Comme Q (au sens de « production de valeur économique ») augmente mécaniquement avec la création monétaire, la création monétaire n'a pas d'effet inflationniste.

Critique 2 : nous avons vu un peu plus haut dans le sous-chapitre sur la création monétaire, que ce qui est déterminant dans le caractère inflationniste de la création monétaire, ce n'est pas de savoir si la monnaie créée a une contre-valeur quelque part mais c'est son taux de réalisation.

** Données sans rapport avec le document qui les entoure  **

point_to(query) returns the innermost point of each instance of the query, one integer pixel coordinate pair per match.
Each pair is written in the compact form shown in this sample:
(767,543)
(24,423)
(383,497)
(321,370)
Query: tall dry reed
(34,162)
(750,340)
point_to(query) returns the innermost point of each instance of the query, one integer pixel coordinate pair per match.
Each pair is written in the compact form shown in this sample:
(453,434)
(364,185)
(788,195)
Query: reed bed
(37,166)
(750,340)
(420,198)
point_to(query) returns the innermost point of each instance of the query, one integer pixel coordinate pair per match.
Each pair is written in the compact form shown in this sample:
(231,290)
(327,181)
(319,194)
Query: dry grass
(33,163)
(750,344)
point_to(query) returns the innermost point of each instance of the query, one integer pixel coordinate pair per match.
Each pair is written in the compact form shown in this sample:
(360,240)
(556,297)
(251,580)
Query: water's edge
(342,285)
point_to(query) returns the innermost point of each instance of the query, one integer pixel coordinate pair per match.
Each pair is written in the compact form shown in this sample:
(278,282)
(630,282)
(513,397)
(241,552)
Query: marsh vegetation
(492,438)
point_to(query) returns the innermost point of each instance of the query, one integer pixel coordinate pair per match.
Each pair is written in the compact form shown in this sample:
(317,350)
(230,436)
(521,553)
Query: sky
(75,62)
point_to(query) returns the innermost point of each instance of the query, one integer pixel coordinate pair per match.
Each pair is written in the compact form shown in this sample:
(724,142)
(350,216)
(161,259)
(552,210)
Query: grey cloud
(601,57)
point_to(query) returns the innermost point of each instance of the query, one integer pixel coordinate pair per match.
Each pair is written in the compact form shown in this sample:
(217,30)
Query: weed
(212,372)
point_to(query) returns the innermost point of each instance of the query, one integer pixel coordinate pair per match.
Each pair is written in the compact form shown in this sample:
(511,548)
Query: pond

Paradoxalement, au niveau macro-économique, plus on dépense, plus on permet la création de valeur économique, moins les prix augmentent.

Ce taux de réalisation sera d'autant plus élevé – c'est-à-dire que la monnaie créée sera d'autant moins inflationniste – que la monnaie créée sera dévolue à des salaires et, notamment, à des petits salaires de sorte que cette création monétaire puisse s'intégrer dans le PIB et compenser l'épargne ε qui le grève.

- l'augmentation de la vitesse de circulation de l'argent est inflationniste

Critique : cette thèse semble difficile à soutenir alors que les échanges électroniques ont rendu cette circulation infiniment rapide sans qu'il s'en suive d'hyperinflation.

Ce n'est certes pas parce que les échanges d'argent sont plus rapides que la vitesse de circulation moyenne de l'argent va augmenter mais, à examiner la quantité quotidienne d'échange mondiaux sur les produits dérivés ou sur les monnaies, de l'ordre du tiers du PIB mondial, il devrait y avoir une inflation gigantesque dès que les bourses se mettent à spéculer sur des fonds spéculatifs or il n'en est rien.